Few things point to the continued health of the gaming industry like the success of independent titles over the last couple of years. One such game hoping to catch the attention of action/RPG fans with its beautifully rendered landscapes and thought-provoking story is To the Moon by Ken Gao, recently released for PC. I had the chance to talk to Gao via email about his new game, its inspirations, and the lack of hair gel vendors in most JRPGs.
How long has this game been in development, and where did the idea come from?
Kan Gao: It's been in development for a bit over a year and a half, though it hasn't always been full time. The idea came from various events that happened at the time. What started the base concept was my grandfather falling ill. Fortunately he recovered, though it made me think about the day when I'd be in his shoes and whether I'd look back at my life and regret anything.
How far is this from the dream game you’ve always wanted to make?
KG: 23 centimeters.
Do you have concerns about the story being too “heavy” for some people? It is fairly existential in tone….
KG: A bit, but that’s unfounded because the execution of the story isn't actually that heavy at all. Despite being a serious story overall, the journey there doesn't always take itself that seriously. In fact, a large portion of the game can almost be categorized as a tragicomedy rather than melodrama. The second trailer tried to show a bit of that other side of it.

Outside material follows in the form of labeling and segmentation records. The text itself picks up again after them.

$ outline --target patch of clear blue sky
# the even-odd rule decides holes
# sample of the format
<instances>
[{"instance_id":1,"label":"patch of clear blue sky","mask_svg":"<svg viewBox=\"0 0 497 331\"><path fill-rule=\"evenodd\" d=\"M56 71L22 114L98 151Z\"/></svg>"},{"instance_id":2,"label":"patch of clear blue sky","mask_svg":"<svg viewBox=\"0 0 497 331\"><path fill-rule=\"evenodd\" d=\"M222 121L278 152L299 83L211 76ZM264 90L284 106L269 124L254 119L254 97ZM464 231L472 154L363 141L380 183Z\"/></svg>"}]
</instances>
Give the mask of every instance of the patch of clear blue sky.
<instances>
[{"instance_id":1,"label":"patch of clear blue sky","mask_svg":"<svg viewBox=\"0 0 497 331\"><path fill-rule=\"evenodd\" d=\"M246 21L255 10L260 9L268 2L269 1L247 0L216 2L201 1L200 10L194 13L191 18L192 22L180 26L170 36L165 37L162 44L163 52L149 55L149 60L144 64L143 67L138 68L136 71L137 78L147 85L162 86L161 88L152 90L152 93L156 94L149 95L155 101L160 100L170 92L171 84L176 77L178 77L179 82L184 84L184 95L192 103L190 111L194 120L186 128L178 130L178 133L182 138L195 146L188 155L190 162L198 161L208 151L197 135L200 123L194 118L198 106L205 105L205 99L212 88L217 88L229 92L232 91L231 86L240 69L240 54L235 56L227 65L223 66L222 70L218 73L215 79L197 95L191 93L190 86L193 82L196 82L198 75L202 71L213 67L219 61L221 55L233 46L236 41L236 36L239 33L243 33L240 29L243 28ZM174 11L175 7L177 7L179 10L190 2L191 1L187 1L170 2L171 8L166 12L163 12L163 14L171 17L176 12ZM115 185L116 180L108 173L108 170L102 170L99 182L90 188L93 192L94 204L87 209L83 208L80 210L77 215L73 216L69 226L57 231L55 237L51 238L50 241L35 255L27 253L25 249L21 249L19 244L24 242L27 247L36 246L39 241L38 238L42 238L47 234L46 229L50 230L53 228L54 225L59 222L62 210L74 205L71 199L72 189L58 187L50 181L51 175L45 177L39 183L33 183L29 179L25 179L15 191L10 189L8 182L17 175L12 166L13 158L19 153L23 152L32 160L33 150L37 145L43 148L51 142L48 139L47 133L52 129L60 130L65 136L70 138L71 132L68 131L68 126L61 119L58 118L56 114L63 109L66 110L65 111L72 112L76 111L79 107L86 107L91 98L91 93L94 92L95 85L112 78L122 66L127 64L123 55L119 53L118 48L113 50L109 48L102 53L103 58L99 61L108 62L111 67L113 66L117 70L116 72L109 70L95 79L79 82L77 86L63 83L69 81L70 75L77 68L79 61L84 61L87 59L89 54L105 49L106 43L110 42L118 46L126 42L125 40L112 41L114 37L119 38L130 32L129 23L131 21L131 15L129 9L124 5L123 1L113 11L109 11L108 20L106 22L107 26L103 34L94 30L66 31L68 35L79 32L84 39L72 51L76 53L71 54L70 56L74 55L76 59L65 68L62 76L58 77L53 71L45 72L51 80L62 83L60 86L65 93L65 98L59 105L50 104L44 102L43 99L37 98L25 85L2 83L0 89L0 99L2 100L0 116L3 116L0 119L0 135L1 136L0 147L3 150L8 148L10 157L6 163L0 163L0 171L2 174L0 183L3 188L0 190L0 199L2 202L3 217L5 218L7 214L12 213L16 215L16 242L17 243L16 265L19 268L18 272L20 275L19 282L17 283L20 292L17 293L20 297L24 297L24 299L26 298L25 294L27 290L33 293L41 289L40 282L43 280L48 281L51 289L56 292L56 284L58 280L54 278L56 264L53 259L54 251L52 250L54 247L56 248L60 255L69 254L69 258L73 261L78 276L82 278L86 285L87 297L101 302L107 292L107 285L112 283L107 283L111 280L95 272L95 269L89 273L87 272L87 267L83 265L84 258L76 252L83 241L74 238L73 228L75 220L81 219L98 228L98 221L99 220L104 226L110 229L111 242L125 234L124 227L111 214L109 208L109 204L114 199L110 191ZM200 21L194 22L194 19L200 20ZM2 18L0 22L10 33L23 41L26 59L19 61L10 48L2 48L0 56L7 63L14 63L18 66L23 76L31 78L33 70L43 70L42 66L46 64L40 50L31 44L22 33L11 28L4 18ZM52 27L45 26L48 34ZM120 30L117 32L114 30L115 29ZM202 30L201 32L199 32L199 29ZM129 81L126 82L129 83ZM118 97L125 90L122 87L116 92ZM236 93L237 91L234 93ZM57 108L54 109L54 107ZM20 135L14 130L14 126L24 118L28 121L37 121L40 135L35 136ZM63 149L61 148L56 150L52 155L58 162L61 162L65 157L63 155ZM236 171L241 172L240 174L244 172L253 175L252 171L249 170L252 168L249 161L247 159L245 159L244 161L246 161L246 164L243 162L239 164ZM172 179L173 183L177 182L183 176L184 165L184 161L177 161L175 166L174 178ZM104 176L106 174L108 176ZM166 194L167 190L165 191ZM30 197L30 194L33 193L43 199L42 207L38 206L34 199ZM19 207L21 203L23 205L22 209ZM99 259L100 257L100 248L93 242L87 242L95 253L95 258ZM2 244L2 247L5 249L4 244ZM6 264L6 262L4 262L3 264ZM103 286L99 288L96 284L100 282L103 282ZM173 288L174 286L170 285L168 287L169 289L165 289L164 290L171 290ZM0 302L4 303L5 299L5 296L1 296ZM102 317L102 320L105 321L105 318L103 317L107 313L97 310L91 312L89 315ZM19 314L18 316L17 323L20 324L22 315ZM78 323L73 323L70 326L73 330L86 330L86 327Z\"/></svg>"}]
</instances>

Basically, I want to make the audience laugh. And laugh. And laugh. And then get utterly destroyed.
No, but really, it's not a depressing game and you come out feeling hopeful rather than sad.
What language are you programming it in, and did you pick this engine/language for a specific reason? For example, did it lend itself to the particular art style you were going for?
KG: It's actually developed with RPG Maker XP, a Ruby-based engine that's typically used to make medieval RPGs. I've always loved the classic 2D RPG look and how attached I was to the stories they told, and this engine made the foundations readily available — so I figured I didn’t have to reinvent the wheel, (allowing me to) devote all my time to the game's actual content instead.
Is there something you hate about RPGs/JRPGs that you’re avoiding with this game?
KG: There are a lot of RPG/JRPG elements being avoided in To the Moon — in fact it's more or less an adventure game with the RPG visual style. But the things I avoided aren't necessarily what I hate; they are just elements that don't fit with the particular experience I want to deliver in this specific case.
Though what I actually sort of hate is pretty typical — random battles and grinding. Also, a strange lack of hair gel vendors in JRPGs; though that's not a matter of hatred but more of curiosity. It would just make the whole experience more logically consistent, that's all.
What do you love about the genre that you’re hoping you’ve captured?
KG: The immersion of the storytelling without the reliance on state-of-the-art graphics. And despite being fairly linear, there's still that sense of involvement that makes the whole experience a lot more satisfying at the end.
What do you think about the recent revival of games like this invading the iOS platform?
KG: More power to 'em, I say! Although, I'd imagine that games on iPhones and such are more frequently being played in shorter intervals, which might not work as well for games of this nature. I'm no expert on that, though. If people like it enough, there will be people making them and everyone will hopefully be happy.
Music is pretty big for you, am I correct? Who are some composers who inspire you?
KG: Aye, I love writing music to fit the scenes and stories of my games! Sometimes when I got stuck at developing a part, I'd go finish the background music for it first and the scene would immediately write itself. It's like a buffer between what I see in my head and what actually gets materialized.
Some of my favorite composers are Thomas Newman, Joe Hisaishi, Alan Silvestri, and of course Nobuo Uematsu and Yasunori Mitsuda. They all have this fantastic balance between melody and atmosphere that makes each piece meld with the scenes seamlessly, and stay memorable at the same time.
Top five games of all time…go!
KG: Perhaps not what one might expect from someone making something like To the Moon, but:
Tun Town (an old foreign RPG), Diablo 2, Age of Empires 2, The Sims, Dragon Age: Origins.
I'd like to add Chrono Trigger too, but I haven't gotten a chance to finish it yet (lost the copy before I could). I’ll get my hands on another (copy) after To the Moon is done, and it'd probably make it onto the list.